That Pivotal Moment with RA
When I was first diagnosed with RA, I recall my thoughts largely being centered on what aspects of my life would now be altered in a negative way and what had been taken from me. For quite some time my thoughts centered on the losses and the dismal future that lay ahead.
Letting my emotions take control of my life
I think the shock of the diagnosis coupled with the reality of managing a chronic disease all came together to create this negativity. I know now that these emotions are all part of the journey of RA. In fact, I think it is not only normal to feel this way but likely necessary to move forward. I believe we need to process such major changes in our lives. It seems to me it would actually be odd to just roll along and not feel any type of emotional loss.
The turning point in my RA journey
Eventually, I was able to begin to see a future that would weave RA into my life but would not dominate the fabric of my life. In the beginning, taking it day to day was crucial. I simply got up each day and tried to find some positivity. The beauty of the day, some accomplishment at work, a joyful moment with my family. Anything to recenter my thoughts and pull me away from focusing only on the negative. It may have been the most pivotal moment in my RA journey, and 25+ years later, I still believe that.
Slowly changing my perspective
Interestingly I don’t think it happened suddenly or easily but rather evolved. Of particular note is the fact that it was not a smooth or always forward-moving process. I would describe it more like 2 steps forward, 1 step back – maybe even 2 steps back some days, but that is OK. Life is not smooth or easy or without challenges even though I tried to make it that way.

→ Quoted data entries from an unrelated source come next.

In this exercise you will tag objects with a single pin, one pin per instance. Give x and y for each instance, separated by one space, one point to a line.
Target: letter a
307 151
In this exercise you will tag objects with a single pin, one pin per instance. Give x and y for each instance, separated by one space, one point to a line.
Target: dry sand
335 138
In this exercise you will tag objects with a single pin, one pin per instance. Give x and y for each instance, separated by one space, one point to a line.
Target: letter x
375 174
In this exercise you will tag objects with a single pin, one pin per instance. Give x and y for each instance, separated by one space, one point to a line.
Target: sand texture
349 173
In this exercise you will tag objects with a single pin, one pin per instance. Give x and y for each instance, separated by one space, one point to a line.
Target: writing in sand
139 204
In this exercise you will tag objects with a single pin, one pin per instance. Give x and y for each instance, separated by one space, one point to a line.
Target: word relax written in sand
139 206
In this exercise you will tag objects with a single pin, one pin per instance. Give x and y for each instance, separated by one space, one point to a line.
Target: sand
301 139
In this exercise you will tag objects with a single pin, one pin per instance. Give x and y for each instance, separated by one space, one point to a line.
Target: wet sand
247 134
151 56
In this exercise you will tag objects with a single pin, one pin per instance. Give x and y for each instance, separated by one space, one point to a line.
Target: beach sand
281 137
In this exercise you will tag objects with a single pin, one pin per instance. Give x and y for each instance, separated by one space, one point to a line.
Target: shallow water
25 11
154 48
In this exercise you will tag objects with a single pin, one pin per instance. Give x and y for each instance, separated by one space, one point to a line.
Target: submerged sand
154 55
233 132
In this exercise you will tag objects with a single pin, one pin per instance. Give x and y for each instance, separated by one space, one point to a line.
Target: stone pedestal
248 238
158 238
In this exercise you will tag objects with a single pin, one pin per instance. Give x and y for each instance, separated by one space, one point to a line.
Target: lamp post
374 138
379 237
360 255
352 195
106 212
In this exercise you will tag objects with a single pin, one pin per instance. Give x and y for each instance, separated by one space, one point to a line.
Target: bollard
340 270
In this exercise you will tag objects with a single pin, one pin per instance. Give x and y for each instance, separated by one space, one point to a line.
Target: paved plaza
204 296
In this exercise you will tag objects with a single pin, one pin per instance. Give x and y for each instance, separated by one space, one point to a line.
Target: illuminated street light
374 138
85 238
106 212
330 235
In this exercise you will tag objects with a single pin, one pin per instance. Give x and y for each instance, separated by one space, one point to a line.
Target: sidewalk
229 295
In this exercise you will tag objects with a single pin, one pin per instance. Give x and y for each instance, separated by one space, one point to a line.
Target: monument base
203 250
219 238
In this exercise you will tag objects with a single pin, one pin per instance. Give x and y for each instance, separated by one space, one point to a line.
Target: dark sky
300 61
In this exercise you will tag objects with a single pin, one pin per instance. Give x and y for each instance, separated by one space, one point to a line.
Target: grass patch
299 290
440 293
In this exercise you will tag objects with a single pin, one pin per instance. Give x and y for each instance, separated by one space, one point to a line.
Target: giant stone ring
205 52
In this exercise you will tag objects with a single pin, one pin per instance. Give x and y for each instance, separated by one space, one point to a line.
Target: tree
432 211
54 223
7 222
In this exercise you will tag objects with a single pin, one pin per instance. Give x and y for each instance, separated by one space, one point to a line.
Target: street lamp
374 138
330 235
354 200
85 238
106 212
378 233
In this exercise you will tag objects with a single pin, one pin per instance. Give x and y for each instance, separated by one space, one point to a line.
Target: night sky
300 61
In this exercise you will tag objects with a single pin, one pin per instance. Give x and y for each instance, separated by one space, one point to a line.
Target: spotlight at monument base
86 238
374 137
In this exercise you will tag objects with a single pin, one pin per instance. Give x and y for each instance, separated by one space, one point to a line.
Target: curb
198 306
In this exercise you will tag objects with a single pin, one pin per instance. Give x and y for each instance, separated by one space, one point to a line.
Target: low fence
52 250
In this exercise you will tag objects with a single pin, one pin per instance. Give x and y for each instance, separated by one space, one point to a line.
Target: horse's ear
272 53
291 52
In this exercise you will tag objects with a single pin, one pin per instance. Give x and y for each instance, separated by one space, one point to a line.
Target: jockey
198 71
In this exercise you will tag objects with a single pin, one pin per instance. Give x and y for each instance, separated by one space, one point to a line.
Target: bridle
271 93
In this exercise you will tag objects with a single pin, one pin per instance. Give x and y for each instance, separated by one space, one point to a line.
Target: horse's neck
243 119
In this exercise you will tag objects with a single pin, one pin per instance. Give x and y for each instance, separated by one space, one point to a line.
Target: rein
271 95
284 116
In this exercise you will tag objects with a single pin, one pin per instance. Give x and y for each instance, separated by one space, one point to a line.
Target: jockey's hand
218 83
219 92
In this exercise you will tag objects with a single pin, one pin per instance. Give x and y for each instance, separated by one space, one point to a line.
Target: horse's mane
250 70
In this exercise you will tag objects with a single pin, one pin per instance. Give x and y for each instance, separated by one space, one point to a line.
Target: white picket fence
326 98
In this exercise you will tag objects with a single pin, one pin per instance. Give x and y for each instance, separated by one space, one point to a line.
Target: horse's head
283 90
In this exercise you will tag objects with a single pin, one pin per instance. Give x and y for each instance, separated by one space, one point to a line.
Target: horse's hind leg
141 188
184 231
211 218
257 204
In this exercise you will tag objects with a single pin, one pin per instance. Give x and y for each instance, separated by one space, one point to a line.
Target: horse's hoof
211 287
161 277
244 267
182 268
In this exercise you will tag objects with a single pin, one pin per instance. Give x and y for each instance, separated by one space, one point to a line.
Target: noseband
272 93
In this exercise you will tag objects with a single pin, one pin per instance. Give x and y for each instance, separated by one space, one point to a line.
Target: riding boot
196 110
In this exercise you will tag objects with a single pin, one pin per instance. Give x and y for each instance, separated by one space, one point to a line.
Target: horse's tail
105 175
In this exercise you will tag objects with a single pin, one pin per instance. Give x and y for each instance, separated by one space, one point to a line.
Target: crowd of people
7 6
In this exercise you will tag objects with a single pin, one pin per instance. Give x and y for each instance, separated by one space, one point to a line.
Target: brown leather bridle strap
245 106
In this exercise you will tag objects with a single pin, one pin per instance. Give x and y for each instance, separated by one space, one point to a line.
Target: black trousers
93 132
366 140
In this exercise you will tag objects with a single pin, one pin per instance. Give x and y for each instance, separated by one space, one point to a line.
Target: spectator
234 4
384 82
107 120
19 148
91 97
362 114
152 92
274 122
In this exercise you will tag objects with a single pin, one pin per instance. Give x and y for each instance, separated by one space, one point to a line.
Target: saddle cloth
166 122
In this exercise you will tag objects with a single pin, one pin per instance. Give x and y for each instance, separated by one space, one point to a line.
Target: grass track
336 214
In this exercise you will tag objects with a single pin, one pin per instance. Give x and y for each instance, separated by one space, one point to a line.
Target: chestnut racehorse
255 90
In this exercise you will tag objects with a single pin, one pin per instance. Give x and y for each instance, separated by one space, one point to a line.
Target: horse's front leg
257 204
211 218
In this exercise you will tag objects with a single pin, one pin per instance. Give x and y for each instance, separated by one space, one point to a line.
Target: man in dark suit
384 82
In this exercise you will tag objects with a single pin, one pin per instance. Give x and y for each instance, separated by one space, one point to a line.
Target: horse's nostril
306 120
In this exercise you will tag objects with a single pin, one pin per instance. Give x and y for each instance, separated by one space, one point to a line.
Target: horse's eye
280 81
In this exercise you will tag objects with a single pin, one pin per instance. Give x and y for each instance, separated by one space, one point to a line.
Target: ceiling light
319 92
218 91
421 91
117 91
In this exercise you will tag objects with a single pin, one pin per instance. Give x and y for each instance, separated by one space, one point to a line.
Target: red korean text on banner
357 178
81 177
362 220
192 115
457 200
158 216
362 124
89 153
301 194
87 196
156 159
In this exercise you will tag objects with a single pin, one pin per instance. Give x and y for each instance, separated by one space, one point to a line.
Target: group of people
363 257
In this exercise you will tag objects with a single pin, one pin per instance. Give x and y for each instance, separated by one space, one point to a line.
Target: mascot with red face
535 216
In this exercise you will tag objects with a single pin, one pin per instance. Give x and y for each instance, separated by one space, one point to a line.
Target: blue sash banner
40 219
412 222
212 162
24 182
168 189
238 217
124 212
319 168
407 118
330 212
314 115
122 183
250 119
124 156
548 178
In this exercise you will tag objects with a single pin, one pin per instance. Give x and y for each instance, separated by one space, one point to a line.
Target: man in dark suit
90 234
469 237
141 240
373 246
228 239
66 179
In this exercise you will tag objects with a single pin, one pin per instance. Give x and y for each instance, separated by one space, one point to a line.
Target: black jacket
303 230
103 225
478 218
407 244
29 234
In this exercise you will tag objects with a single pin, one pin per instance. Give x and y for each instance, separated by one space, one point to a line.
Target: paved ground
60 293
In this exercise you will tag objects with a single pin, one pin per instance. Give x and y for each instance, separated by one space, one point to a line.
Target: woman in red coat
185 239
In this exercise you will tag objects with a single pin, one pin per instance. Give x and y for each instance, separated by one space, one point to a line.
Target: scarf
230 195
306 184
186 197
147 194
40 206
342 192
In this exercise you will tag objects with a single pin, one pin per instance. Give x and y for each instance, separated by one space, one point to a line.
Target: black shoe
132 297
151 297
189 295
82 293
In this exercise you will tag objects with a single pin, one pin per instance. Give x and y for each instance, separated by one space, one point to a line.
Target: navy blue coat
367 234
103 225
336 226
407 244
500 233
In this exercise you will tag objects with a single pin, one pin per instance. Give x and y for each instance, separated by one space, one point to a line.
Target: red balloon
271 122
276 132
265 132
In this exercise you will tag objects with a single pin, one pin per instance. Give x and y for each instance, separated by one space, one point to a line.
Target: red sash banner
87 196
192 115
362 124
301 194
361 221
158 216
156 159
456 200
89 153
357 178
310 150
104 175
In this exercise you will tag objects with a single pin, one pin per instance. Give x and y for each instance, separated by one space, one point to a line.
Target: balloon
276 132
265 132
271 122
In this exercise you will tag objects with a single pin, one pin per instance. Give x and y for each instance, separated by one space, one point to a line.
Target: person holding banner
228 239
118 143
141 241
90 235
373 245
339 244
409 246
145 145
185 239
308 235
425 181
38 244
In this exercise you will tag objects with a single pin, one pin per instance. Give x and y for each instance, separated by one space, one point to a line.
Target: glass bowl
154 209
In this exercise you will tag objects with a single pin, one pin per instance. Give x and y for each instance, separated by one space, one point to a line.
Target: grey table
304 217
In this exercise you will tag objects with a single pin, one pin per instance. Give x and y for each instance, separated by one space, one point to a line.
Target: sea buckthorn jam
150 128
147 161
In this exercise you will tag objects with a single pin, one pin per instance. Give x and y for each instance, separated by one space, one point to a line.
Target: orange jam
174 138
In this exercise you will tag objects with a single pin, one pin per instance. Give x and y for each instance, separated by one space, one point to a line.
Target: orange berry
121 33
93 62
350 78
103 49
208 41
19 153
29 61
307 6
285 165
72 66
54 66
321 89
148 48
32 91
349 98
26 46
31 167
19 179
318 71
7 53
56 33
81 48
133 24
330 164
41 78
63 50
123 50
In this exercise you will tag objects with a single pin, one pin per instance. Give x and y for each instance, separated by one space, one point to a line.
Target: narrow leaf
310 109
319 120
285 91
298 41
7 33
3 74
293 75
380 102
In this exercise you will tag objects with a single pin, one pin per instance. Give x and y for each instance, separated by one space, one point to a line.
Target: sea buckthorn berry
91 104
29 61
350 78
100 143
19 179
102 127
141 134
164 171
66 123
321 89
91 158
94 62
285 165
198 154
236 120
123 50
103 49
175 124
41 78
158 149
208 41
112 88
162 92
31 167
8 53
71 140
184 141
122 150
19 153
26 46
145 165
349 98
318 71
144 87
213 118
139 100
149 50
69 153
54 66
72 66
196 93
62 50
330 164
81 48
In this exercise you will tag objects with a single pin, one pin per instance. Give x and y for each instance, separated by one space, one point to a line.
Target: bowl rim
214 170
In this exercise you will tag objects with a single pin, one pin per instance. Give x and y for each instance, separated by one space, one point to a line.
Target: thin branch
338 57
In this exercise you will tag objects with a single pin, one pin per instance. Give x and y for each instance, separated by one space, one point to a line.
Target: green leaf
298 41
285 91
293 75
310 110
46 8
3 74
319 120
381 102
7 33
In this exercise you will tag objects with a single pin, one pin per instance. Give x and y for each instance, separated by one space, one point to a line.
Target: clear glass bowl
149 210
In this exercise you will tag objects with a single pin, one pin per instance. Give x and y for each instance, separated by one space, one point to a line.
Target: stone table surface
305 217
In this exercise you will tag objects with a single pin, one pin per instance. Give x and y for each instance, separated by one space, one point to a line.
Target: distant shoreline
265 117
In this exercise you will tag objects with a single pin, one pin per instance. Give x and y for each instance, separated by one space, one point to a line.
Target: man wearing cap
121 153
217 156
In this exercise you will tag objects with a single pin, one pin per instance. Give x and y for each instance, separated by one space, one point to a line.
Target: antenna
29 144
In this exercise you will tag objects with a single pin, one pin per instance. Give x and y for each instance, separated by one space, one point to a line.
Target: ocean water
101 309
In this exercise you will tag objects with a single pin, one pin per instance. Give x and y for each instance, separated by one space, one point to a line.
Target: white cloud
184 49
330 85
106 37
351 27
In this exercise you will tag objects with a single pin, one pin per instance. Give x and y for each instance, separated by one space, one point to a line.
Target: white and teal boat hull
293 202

I did my best to keep things copesetic all my life so to have this hideous disease befall me was overwhelming. It took concentrated effort and lots of support to get past the shock and reality of managing RA.
It's important to remember that we can have a satisfying and joyful life. What we need to do once the shock and awe pass, is take whatever time we need to consider and plan, all while keeping positivity as our guiding concept.
Keeping a positive mindset with RA
I also realized that managing RA is not just an idea but has concrete steps. Once implemented, those steps are a huge part of being able to move forward. It feels good to have a plan to deal with RA and to enact that plan. If we ever hope to refocus on progress, we need to take the necessary emotional steps to get there. There is no deadline. There is no specific timeline. I think with the right mindset, it will happen naturally. Just as we strategize at various times throughout our lives when it comes to key decisions, we need to do that with RA. When you are thinking ahead to your career goals, you develop a plan, consider how to get there, and finally, implement those steps. The same is true with RA.
Recognizing the pivotal moment in your RA journey will be a true and positive revelation.